The car is about to become the ultimate mobile device, thanks to telematics. Telematics is the integration of telecommunications with informatics, enabling drivers and their vehicles to connect to a network, access apps, stream music, monitor traffic and weather conditions, download software updates, and send and receive data in real time.

The result is the connected car, and what was once a niche market is now accelerating toward the tipping point.

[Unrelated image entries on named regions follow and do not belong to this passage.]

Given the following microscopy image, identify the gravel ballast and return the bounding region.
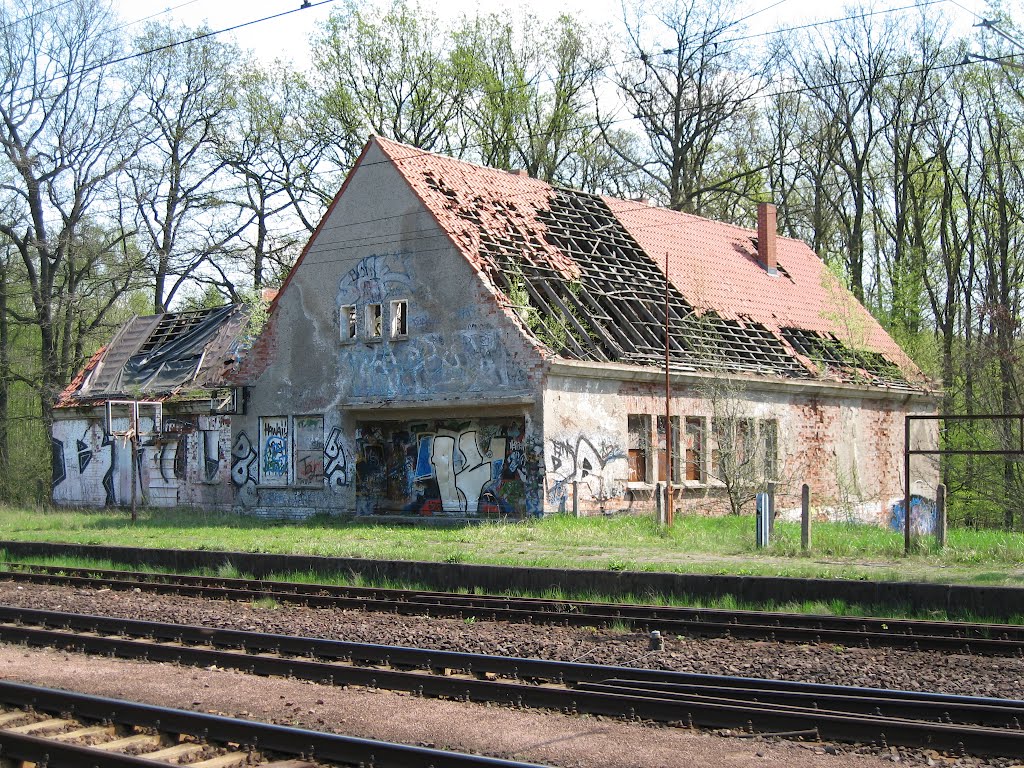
[0,582,1024,768]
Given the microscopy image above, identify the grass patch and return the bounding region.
[0,550,1024,633]
[0,507,1024,586]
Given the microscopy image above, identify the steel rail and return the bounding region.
[0,682,552,768]
[3,563,1024,656]
[0,607,1024,756]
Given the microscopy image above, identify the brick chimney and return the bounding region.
[758,203,778,274]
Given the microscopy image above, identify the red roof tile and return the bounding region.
[364,137,922,382]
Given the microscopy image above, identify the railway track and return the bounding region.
[0,682,552,768]
[0,606,1024,756]
[0,563,1024,656]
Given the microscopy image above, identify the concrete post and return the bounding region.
[800,482,811,552]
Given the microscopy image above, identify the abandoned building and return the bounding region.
[53,137,937,523]
[230,137,937,521]
[50,305,246,509]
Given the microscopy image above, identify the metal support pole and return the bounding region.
[665,251,675,525]
[131,402,138,522]
[903,416,910,555]
[935,482,946,550]
[800,482,811,552]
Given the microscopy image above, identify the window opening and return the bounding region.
[686,416,706,482]
[391,299,409,339]
[626,414,650,482]
[367,304,384,339]
[341,304,358,341]
[657,416,681,482]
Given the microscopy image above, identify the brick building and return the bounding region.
[230,137,937,520]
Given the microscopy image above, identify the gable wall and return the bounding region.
[232,144,544,517]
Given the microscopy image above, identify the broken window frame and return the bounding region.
[684,416,708,485]
[389,299,409,339]
[655,414,682,484]
[338,304,359,343]
[758,419,779,482]
[626,414,653,485]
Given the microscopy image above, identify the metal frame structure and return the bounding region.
[903,414,1024,555]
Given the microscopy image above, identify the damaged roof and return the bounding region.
[56,304,247,408]
[371,136,927,389]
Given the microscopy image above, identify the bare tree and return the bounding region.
[602,0,765,218]
[0,0,140,429]
[312,0,466,156]
[126,26,237,312]
[214,62,315,292]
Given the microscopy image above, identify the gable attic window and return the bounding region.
[367,304,384,339]
[391,299,409,339]
[340,304,359,341]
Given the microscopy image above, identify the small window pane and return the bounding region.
[391,299,409,339]
[367,304,384,339]
[341,304,358,341]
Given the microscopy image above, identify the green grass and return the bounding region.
[0,550,1024,632]
[0,507,1024,597]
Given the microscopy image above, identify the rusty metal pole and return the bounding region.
[800,482,811,552]
[903,416,910,555]
[665,251,675,525]
[131,401,138,522]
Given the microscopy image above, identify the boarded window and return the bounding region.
[198,429,220,482]
[657,416,681,482]
[759,419,778,480]
[626,414,650,482]
[391,299,409,339]
[686,416,706,482]
[259,416,290,485]
[294,416,324,487]
[340,304,358,341]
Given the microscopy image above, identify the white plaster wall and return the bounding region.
[231,145,544,516]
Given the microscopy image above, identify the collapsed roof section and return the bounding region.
[57,304,247,408]
[382,137,927,389]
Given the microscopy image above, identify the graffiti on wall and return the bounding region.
[342,328,527,397]
[337,253,527,397]
[338,253,413,306]
[889,495,938,536]
[355,418,539,516]
[547,435,626,505]
[324,427,355,488]
[231,432,259,503]
[259,416,289,485]
[50,437,68,488]
[50,421,117,506]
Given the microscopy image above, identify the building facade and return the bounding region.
[230,138,937,521]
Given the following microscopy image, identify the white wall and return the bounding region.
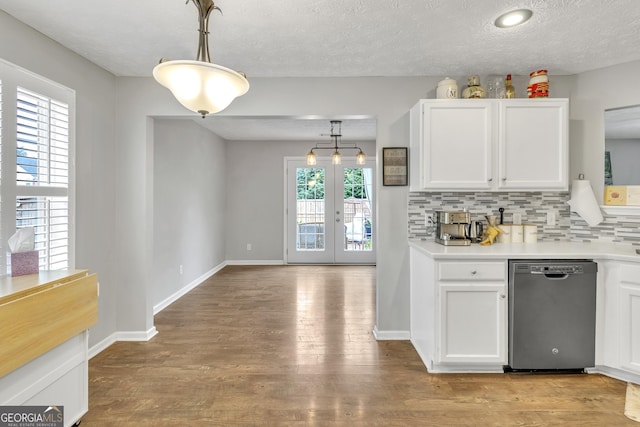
[116,78,439,334]
[152,119,227,306]
[0,11,118,345]
[5,7,640,343]
[571,61,640,202]
[605,139,640,185]
[226,139,376,262]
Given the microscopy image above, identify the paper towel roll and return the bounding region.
[568,179,603,227]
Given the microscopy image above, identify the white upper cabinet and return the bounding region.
[410,98,569,191]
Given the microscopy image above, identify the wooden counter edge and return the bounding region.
[0,272,98,376]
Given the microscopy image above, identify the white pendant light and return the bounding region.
[495,9,533,28]
[153,0,249,118]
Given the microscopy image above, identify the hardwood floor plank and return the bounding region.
[82,266,637,427]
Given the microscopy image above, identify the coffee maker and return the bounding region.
[434,211,471,246]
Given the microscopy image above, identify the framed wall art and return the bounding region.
[382,147,408,185]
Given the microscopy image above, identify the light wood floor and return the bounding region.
[82,266,638,426]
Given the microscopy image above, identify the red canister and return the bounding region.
[527,70,549,98]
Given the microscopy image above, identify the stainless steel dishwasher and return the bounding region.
[505,260,598,371]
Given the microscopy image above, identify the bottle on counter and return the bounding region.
[504,74,516,98]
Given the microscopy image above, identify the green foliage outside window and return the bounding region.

According to a research report by BI Intelligence, the market for connected cars is growing at a five-year compound annual growth rate of 45 percent, compared to just 4.5 percent for the overall automobile industry.1

That means that, by 2020, 75 percent of the 92 million cars expected to be sold around the world will have installed internet connections. As a result, according to Gartner Inc. research, by the end of this decade there will be 250 million connected cars on the road.2

That figure is a staggering number considering that, as recently as 2014, BI estimates that only 7 million connected cars were sold. The obstacles until now have been:

  1. High prices, as connectivity is currently limited to higher-end luxury models with an average sticker price of $55,000.
  2. Limited applications, because the technology was still in its infancy.
  3. Lack of consumer awareness of the benefits of connectivity while driving.

But now, most automobile manufacturers are planning to include Internet connections in a wide range of models across price ranges. The technology is rapidly advancing, as new industry players like Apple and Google enter the market with easy-to-use connectivity solutions. And consumers, who are now used to nearly constant connectivity in their homes and on their mobile phones, are easily persuaded about the benefits of staying connected while they're in their cars.

All of this leading to a shift in consumer attitudes toward their vehicles. Historically, the top feature that drivers looked for in a new car was its driving performance. Today, according to Accenture research, 39 percent of drivers say the most important attribute in choosing a new vehicle is in-car technology, compared to just 14 percent who say that driving performance is most important.